Predicted frames make use of the previous I or P frame to 'predict' the contents of the current frame and then compress the difference between the prediction and the actual frame contents. This all seems logical, as most video frames are based on something in the previous frame. The prediction is made by attempting to find an area close to the previous macroblock's position in the current frame, which contains similar pixels. A motion vector is calculated which moves the previous macroblock to the new predicted position (with half pixel accuracy). The motion vector may legitimately be a null vector if there is no motion, which of course encodes very efficiently.


Figure 3. Low quality MPEG IPPP sequence of frames (2x2 macroblocks) and source images.

Note how in figure 3 the DCT error in the first frame is carried over into the successive P frames. More information is needed to describe the changes in the high contrast areas than the flat coloured bits. The difference between the predicted pixels and their actual values are calculated, DCT-encoded and the coefficients quantised (more coarsely than I frame DCT coefficients). If a sufficiently similar group of pixels cannot be found in the previous frame, a P frame can simply spatially encode the macroblock as though it were an I frame.


Figure 4. Motion vectors and difference calculation. (That the motion vectors are actually the wrong way around in this diagram).

A valid MPEG video stream can be made up entirely of I and P frames.
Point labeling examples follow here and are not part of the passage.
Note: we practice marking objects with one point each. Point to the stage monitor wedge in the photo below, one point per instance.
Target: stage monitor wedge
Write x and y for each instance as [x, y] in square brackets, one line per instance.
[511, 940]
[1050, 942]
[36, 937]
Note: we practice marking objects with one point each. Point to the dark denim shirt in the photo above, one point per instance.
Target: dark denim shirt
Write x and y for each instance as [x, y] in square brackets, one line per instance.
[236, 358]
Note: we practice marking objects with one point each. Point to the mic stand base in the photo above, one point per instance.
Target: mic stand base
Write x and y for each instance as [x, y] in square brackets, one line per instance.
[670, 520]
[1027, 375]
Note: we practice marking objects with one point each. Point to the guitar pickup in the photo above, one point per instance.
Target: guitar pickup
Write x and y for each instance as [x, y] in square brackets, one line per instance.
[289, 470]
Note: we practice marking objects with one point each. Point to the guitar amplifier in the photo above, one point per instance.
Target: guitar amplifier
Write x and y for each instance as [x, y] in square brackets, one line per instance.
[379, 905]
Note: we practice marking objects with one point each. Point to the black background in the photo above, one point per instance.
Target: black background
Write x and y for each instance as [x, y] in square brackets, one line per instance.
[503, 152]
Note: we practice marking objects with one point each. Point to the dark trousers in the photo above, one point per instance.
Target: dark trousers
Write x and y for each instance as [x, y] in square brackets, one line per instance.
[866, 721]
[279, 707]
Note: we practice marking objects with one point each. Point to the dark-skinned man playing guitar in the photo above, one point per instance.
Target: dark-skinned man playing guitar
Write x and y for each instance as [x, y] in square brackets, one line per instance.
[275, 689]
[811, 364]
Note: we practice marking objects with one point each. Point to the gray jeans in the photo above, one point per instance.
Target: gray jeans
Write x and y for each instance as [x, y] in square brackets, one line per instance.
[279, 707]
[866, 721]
IP MPEG encoders only require a buffer for the previous frame.

B frames

Bidirectional frames can use a number of different methods of encoding. Each macroblock may be encoded as though it were an I or P frame. Furthermore, it can predict the contents of the current macroblock from the closest following I or P frame. Peering into the future, as it were. This works in the same way as a P frame, except that it attempts to find a motion vector that will move a macroblock from the following frame (rather than the previous one) to approximate the current frame. This enables good prediction for areas in the image which have just been uncovered and were not avialable in the past.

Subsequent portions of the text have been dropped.